COVID is associated with reactivated viruses because it is suppressing the immune system. In a case study on a patient with reactivated Hep B they noted, "Interestingly, lymphocyte depletion in this patient is reminiscent of hepatic histology in patients with full-blown AIDS (7). This may reflect the overwhelming effect of SARS on the immune system." This study looks at the high rate of herpesvirus reactivation during severe COVID-19 and the high rate of immune defect.
Which organs are becoming the viral reservoirs?

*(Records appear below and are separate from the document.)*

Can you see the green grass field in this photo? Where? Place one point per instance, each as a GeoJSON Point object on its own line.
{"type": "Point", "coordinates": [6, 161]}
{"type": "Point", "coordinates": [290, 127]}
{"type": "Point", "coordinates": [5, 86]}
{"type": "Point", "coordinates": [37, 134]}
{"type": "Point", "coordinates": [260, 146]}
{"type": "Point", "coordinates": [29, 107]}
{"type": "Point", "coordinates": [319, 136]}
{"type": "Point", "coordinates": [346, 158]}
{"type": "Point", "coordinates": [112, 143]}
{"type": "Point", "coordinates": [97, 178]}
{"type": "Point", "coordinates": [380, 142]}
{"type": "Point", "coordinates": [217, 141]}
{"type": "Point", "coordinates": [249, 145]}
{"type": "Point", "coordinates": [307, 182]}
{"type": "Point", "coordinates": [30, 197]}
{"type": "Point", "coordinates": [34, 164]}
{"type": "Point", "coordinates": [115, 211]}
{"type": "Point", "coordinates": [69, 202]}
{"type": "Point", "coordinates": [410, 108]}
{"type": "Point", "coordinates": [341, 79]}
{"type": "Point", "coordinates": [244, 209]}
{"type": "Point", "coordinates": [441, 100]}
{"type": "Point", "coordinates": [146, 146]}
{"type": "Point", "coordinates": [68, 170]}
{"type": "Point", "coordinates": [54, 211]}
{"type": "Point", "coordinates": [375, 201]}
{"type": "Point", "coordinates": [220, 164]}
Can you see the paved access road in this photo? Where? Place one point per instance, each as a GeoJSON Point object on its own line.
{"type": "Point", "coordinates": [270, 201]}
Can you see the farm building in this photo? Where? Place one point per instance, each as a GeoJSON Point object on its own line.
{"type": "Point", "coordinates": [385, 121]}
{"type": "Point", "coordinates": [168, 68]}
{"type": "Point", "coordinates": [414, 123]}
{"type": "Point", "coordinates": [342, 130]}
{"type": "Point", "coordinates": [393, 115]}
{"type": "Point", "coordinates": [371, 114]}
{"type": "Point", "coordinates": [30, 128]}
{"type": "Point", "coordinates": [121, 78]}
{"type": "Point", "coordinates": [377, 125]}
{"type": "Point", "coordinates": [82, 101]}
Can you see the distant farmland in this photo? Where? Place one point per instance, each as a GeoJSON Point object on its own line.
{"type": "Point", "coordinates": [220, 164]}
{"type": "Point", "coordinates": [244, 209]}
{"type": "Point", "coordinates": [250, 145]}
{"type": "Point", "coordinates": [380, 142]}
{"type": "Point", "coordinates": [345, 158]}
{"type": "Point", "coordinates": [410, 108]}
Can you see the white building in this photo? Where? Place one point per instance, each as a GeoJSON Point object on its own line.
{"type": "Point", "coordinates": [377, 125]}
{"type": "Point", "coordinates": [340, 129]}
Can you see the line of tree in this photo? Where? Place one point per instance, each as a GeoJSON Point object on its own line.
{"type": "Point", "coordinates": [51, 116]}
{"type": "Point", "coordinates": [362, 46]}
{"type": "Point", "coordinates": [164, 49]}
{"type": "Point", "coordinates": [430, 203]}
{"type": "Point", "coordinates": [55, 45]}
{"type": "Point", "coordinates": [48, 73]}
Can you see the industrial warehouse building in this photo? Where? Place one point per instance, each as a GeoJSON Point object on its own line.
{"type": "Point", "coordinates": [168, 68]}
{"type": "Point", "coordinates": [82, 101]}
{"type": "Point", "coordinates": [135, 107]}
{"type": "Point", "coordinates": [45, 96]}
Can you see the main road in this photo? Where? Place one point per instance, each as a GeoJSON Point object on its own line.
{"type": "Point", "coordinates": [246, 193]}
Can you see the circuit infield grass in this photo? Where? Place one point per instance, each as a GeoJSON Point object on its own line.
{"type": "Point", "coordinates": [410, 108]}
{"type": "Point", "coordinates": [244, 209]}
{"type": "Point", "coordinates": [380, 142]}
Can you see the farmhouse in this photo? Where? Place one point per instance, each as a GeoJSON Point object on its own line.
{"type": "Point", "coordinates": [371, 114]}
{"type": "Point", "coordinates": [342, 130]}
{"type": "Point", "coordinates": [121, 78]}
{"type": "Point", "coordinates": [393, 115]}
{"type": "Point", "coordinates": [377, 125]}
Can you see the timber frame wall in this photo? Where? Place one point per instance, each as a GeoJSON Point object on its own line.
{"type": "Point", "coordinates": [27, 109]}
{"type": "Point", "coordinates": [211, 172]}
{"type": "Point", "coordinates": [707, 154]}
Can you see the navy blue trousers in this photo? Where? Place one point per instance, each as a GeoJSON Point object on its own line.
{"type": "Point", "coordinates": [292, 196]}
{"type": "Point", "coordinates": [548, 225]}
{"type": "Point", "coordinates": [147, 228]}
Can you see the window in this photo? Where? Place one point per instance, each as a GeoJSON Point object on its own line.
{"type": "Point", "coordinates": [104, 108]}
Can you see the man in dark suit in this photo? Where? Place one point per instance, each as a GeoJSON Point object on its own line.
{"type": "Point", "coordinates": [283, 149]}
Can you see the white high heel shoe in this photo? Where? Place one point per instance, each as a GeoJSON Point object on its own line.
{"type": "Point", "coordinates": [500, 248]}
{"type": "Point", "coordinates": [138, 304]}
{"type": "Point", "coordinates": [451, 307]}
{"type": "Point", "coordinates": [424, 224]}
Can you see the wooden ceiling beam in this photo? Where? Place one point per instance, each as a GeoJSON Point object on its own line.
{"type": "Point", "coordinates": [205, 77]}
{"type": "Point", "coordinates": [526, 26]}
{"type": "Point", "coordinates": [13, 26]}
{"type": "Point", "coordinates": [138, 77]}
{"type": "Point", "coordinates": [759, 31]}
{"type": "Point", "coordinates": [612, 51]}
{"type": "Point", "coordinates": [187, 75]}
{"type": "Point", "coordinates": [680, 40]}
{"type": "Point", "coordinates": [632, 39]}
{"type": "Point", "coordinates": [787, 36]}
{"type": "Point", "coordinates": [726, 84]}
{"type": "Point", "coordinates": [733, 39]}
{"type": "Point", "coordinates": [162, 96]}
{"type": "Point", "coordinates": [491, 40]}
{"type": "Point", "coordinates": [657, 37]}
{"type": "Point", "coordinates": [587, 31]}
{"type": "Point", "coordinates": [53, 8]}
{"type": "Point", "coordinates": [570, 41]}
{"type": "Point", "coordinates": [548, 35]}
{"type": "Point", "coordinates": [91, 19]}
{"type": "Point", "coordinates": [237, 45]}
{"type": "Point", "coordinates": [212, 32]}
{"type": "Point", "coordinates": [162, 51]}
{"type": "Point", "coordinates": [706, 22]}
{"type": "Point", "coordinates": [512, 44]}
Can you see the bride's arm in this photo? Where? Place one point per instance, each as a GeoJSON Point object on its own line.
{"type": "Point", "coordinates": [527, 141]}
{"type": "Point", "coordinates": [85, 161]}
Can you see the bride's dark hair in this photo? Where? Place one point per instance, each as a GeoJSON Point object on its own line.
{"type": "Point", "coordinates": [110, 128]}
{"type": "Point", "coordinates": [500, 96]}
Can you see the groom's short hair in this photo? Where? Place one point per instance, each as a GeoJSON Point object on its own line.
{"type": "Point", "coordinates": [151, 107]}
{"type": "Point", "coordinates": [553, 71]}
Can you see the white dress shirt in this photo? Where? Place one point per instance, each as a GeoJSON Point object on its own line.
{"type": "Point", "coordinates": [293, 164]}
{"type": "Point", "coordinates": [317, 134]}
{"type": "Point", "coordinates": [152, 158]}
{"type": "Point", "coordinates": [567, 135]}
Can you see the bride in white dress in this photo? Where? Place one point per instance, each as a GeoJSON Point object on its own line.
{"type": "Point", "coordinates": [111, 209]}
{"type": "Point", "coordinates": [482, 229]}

This study regarding tonsil infection showed that the CD123+dendritic cells were the most infected cells followed by CD14+ monocytes, CD4 & CD8 T-cells. It's important to note that it is also said that asymptomatic yet persistent infection in children's tonsils suggests that lymphoid tissue can be a reservoir for COVID & may play an important role in community transmission."
A Study published in Nature, on Dec 14, 2022, "SARS-CoV-2 infection and persistence in the human body and brain", showed "that virus replication is present in multiple respiratory and non-respiratory tissues, including the brain, early in infection. Further, we detected persistent SARS-CoV-2 RNA in multiple anatomic sites, including throughout the brain, as late as 230 days following symptom onset in one case."
Another viral reservoir is the testicles. COVID decreases men's sperm count & can cause erectile dysfunction (E.D.) Genitourinary refers to the urinary & genital organs. "Evidence has revealed how COVID can affect the male genitourinary system & given the expression of TMPRSS2, this makes for a perfect viral reservoir."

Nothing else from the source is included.